Source: Vientiane Times
– 2017 Road Tax now due for payment
– Available at BCEL bank only
– Valid from October this year until March 2018
Road users are now being asked to pay the road tax for 2017 after delays in making changes to the payment system have extended almost to the end of the year.
This year, the Ministry of Finance has authorised the Banque pour le Commerce Exterieur Lao Public (BCEL) to collect the road tax, with the payment date officially starting last Thursday.
Deputy Director General of the Tax Department, Mr Khampien Boupphavong, told Vientiane Times on Friday “Tax collection has now commenced and tax stickers for display on windscreens can be received at BCEL only.”
The bank has developed a special system to make payment easy.
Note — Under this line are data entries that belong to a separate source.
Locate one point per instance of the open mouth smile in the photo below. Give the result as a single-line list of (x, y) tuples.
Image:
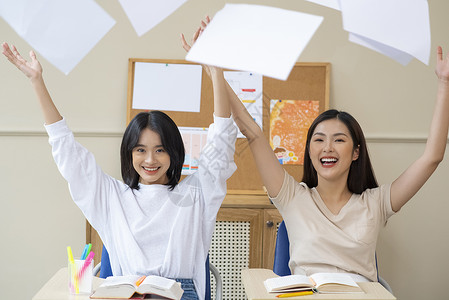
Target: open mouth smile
[(328, 161)]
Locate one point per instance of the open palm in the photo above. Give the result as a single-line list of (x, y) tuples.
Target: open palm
[(31, 69)]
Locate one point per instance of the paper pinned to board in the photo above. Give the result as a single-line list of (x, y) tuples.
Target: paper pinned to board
[(146, 14), (173, 87), (254, 38), (399, 29), (63, 32)]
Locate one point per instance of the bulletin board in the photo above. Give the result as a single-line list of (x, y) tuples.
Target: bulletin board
[(307, 81)]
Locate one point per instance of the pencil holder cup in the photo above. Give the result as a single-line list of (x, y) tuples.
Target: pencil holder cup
[(80, 277)]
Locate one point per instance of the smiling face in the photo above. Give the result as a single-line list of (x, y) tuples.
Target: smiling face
[(332, 150), (150, 160)]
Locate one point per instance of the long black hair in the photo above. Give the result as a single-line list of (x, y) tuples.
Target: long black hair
[(361, 175), (163, 125)]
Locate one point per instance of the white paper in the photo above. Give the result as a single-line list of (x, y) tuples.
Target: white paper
[(399, 56), (328, 3), (399, 24), (248, 87), (259, 39), (63, 32), (175, 87), (145, 14)]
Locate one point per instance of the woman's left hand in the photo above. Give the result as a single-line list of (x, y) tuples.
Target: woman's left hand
[(442, 68), (197, 33)]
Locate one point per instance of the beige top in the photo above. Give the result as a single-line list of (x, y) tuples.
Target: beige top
[(323, 242)]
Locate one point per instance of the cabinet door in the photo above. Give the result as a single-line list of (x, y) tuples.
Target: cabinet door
[(236, 245), (271, 221)]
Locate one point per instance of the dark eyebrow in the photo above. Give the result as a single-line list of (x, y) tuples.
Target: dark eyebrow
[(336, 134), (143, 146)]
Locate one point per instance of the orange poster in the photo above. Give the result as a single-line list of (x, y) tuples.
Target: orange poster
[(289, 123)]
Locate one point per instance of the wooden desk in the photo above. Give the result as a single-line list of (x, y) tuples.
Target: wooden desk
[(255, 290), (57, 288)]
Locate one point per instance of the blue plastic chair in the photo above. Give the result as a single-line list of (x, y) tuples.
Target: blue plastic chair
[(282, 256), (104, 267)]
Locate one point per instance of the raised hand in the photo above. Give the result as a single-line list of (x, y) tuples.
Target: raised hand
[(32, 69), (442, 68), (196, 34)]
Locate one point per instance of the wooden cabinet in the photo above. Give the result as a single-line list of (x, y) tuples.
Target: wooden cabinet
[(244, 237)]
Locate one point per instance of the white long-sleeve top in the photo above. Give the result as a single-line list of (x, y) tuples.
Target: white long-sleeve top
[(151, 230)]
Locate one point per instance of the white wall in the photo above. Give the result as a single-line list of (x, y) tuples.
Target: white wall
[(38, 219)]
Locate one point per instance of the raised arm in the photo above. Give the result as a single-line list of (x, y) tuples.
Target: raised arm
[(409, 182), (270, 169), (221, 106), (33, 70)]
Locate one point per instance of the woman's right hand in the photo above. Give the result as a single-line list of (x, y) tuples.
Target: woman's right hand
[(209, 69), (32, 69)]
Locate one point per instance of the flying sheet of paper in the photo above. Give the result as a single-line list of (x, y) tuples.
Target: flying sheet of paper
[(399, 56), (175, 87), (328, 3), (401, 24), (248, 87), (259, 39), (63, 32), (145, 14)]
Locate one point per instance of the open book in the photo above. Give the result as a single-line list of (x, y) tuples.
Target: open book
[(321, 282), (128, 287)]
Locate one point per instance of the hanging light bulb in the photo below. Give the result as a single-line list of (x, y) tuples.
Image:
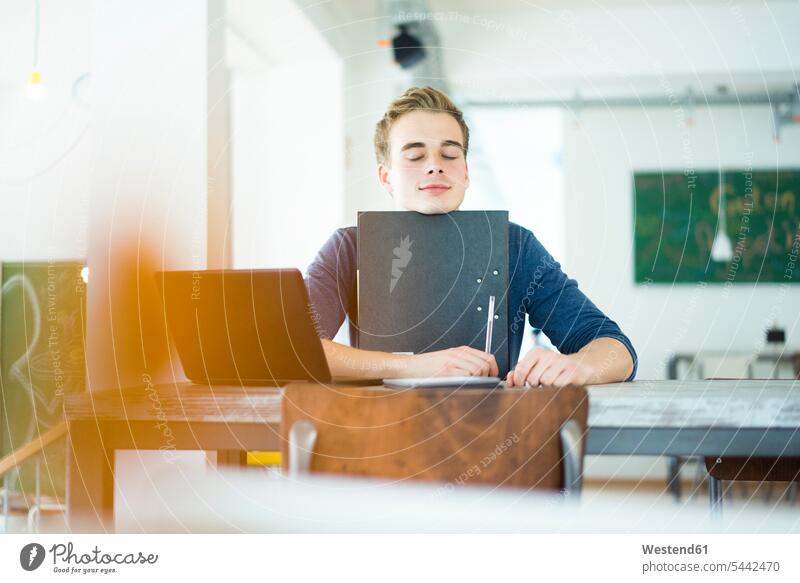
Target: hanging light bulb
[(35, 89)]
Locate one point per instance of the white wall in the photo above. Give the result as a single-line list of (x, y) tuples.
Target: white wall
[(288, 163), (601, 152), (45, 146)]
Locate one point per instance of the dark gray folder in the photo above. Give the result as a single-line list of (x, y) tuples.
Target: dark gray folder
[(424, 281)]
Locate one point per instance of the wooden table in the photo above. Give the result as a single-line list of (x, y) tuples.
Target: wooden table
[(709, 418)]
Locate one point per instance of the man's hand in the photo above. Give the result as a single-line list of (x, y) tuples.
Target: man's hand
[(461, 361), (551, 369)]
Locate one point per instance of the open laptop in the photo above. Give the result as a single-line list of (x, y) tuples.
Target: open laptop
[(243, 327)]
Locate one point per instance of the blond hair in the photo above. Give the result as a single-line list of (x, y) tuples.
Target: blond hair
[(415, 99)]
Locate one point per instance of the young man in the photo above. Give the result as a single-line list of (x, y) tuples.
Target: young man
[(421, 146)]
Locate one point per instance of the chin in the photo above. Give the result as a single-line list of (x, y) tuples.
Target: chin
[(435, 207)]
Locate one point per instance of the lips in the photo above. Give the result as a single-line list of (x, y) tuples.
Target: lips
[(435, 188)]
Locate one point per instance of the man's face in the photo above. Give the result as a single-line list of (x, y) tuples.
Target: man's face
[(428, 171)]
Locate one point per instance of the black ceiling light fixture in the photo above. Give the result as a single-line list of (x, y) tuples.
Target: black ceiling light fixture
[(408, 49)]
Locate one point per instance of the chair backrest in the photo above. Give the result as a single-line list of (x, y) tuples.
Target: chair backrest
[(529, 438)]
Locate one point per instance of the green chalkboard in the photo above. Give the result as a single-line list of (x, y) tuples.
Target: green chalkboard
[(42, 323), (676, 215)]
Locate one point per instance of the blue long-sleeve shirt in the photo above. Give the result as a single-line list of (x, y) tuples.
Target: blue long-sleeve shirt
[(538, 289)]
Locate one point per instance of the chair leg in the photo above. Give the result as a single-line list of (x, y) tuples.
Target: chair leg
[(302, 439), (572, 457), (674, 476), (715, 495)]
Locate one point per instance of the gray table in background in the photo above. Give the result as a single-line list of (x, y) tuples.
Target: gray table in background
[(759, 418)]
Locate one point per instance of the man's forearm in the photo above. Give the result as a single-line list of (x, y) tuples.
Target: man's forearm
[(609, 358), (348, 362)]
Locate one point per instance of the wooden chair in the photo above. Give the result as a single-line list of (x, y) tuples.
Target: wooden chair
[(525, 438), (753, 469), (748, 470)]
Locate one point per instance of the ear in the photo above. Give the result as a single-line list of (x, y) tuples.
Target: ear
[(383, 178)]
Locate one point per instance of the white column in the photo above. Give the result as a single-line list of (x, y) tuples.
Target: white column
[(148, 193)]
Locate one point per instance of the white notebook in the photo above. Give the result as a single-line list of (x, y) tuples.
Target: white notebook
[(442, 382)]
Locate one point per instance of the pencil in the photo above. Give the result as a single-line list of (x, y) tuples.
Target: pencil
[(489, 324)]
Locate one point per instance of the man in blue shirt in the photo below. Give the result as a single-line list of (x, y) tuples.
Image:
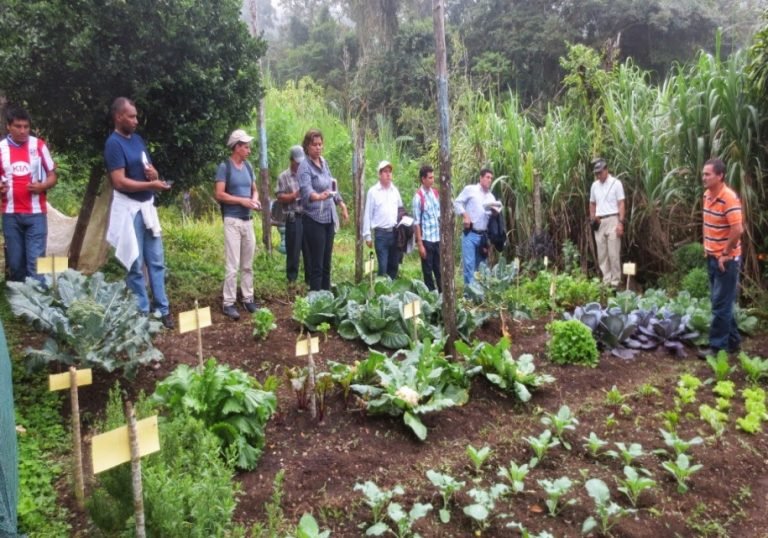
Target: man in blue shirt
[(426, 215), (134, 227), (236, 192), (474, 205)]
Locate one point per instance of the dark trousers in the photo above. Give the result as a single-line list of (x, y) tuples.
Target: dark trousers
[(431, 265), (387, 254), (319, 239), (723, 333), (295, 247)]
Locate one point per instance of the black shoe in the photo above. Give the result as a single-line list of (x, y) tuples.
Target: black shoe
[(705, 352), (167, 321), (231, 312)]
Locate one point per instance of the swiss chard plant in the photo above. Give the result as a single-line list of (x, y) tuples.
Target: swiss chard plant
[(89, 323), (423, 381), (232, 404), (500, 368)]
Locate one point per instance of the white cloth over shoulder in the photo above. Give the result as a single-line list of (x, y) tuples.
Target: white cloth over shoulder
[(120, 233)]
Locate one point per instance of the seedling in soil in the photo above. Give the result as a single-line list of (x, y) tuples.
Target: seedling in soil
[(447, 486), (377, 498), (540, 445), (627, 453), (594, 444), (562, 421), (680, 446), (481, 511), (608, 512), (556, 490), (478, 457), (614, 397), (720, 365), (516, 475), (634, 483), (682, 470), (754, 368)]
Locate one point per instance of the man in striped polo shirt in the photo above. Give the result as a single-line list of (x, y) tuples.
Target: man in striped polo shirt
[(26, 173), (723, 227)]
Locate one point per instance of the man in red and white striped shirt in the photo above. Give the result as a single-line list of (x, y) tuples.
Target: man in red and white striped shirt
[(723, 226), (26, 173)]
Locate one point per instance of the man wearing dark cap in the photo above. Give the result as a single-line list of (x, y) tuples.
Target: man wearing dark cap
[(289, 197), (606, 212)]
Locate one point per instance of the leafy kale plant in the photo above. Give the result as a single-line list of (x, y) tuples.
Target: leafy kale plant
[(89, 322), (498, 366), (232, 404)]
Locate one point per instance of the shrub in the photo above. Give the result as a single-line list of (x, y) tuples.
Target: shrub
[(696, 282), (571, 342)]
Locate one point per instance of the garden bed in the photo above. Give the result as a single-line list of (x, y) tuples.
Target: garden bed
[(323, 461)]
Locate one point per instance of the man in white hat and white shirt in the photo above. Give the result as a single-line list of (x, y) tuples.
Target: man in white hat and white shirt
[(236, 191), (380, 219), (606, 212)]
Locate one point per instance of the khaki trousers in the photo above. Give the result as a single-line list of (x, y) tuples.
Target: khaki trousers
[(239, 246), (609, 250)]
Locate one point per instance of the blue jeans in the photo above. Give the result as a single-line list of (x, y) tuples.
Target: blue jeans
[(387, 255), (473, 253), (151, 255), (25, 235), (723, 334)]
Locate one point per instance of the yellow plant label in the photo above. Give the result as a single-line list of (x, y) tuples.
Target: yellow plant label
[(113, 448), (52, 264), (302, 346), (411, 310), (188, 320), (61, 381)]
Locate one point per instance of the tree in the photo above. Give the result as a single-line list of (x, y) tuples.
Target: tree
[(190, 65)]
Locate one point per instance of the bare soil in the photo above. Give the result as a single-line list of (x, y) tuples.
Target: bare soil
[(323, 461)]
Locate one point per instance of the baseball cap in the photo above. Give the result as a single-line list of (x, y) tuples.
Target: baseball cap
[(297, 153), (238, 136), (383, 165), (599, 165)]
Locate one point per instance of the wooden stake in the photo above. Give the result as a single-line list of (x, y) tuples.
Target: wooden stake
[(77, 446), (138, 493)]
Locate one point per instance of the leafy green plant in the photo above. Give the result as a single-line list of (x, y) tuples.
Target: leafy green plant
[(556, 489), (228, 401), (478, 456), (263, 321), (540, 445), (681, 469), (481, 510), (422, 382), (755, 368), (447, 486), (594, 444), (561, 421), (516, 475), (608, 512), (89, 323), (720, 365), (498, 366), (635, 482), (571, 342)]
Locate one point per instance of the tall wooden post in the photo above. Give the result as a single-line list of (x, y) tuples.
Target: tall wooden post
[(446, 188), (358, 189)]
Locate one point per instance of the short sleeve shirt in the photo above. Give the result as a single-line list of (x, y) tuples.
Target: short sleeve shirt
[(240, 185)]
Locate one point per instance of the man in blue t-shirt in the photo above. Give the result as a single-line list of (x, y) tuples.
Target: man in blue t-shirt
[(236, 192), (134, 227)]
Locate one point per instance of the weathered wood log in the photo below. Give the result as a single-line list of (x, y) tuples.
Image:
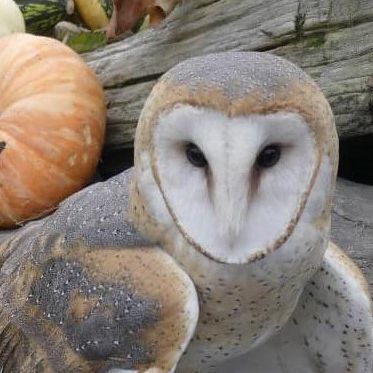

People can pay through BCEL One Apps on computers or smartphones, at an ATM, or by walking into a bank.
A BCEL employee said the use of the BCEL One and ATM services was very convenient.
In the past the tax authorities have partnered with the bank to offer new options for other tax payments such as VAT.
Some people are concerned about obtaining a tax sticker if they make payments through BCEL One or an ATM.
Bank staff explained that when using BCEL One, the system will show a code. The user can snap it on their mobile phone or computer or take note of the number, and then show it with the yellow technical inspection book and vehicle document to bank clerks. You will then receive the sticker on the spot so you don’t have to spend a lot of time waiting at the bank.
Using an ATM is equally simple as it prints out a code which vehicle owners can take along with the necessary documents to present to bank staff.
If you prefer not to use either of these methods, payment can be made directly at the bank.
Mr Khampien is optimistic about the new system and believes that the use of modern technology will make payments more transparent and the procedure easier to check.
Some people are concerned that this payment system will not be accessible to vehicle owners who live in rural areas or outside city centres, but the tax official said the bank has its methods of collecting the tax from these people.
The tax authorities expect that receipts will amount to 30 billion kip in 2017, up from 10 billion kip last year.
To reach the target, the tax sector plans to discuss various measures with the police and public works and transport sector. These two bodies are critical to motivating owners to pay the necessary taxes.
Mr Khampien said he was not concerned about the new system and hoped that it would help to boost revenue collection.
The 2017 tax sticker is valid from October this year until March 2018. The tax will then be due again next year.
In previous years, vehicle owners began paying the tax in March, but this year the process was delayed for many months while the Ministry of Finance waited for the new Presidential Decree on Road Tax.
The decree, which was signed by President Bounnhang Vorachit on September 20, has significantly increased the annual road tax.
The new Presidential Decree on Road Tax has determined the new annual fees and divided them into four vehicle groups.
The first group comprises two- and three-wheeled motorbikes. A motorbike with an engine less than 110cc will incur a fee of 15,000 kip, up from 8,000 kip in previous years. It will be 20,000 kip for a motorbike with a 111 to 150cc engine, 30,000 kip for a 151 to 200cc motorbike, and 100,000 kip for motorbikes over 200cc.
The second group comprises privately-owned sedans, SUVs, vans and pickups. For vehicles with an engine less than 1,000cc the fee is 100,000 kip; 150,000 kip for vehicles with engines between 1,001 to 1,600cc; 200,000 kip for engines 1,601 to 2,000cc; 250,000 kip for 2,001 to 2,500cc; 300,000 kip for 2,501 to 3,000cc; 350,000 kip for 3,001cc to 4,000cc; 400,000 kip for 4,001 to 5,000cc; and 500,000 kip for vehicles with engines over 5,001cc.
The third group is transport vehicles. For a small truck with an engine less than 2,500cc or a total weight less than 3.5 tonnes the owner will pay 150,000 kip; 200,000 kip for medium trucks with engines of 2,501 to 5,000cc or total weight between 3.5 and 15 tonnes; 300,000 kip for large sized trucks with engines over 5,000cc and total weight between 15 and 30 tonnes; 400,000 kip for large sized trucks with engines over 5,000cc and total weight between 30 and 50 tonnes; and 500,000 kip for large sized trucks with engines over 5,000cc and total weight over 50 tonnes.
The fourth category is passenger vehicles. The owners of three-wheeled tuk-tuks and jumbos vehicles will pay 50,000 kip; 150,000 kip for small vans or passenger vehicles with engines up to 2,500cc with less than nine seats including the driver’s seat; 200,000 kip for medium-sized vans and buses between 2,500 to 5,000cc or between 10 to 35 seats including the driver’s seat; and 400,000 kip for large buses with engines over 5,000cc or more than 35 seats.
According to statistics from the Tax Department, Laos has about 1.8 million vehicles, but only about 30 percent of vehicle owners actually pay road tax each year.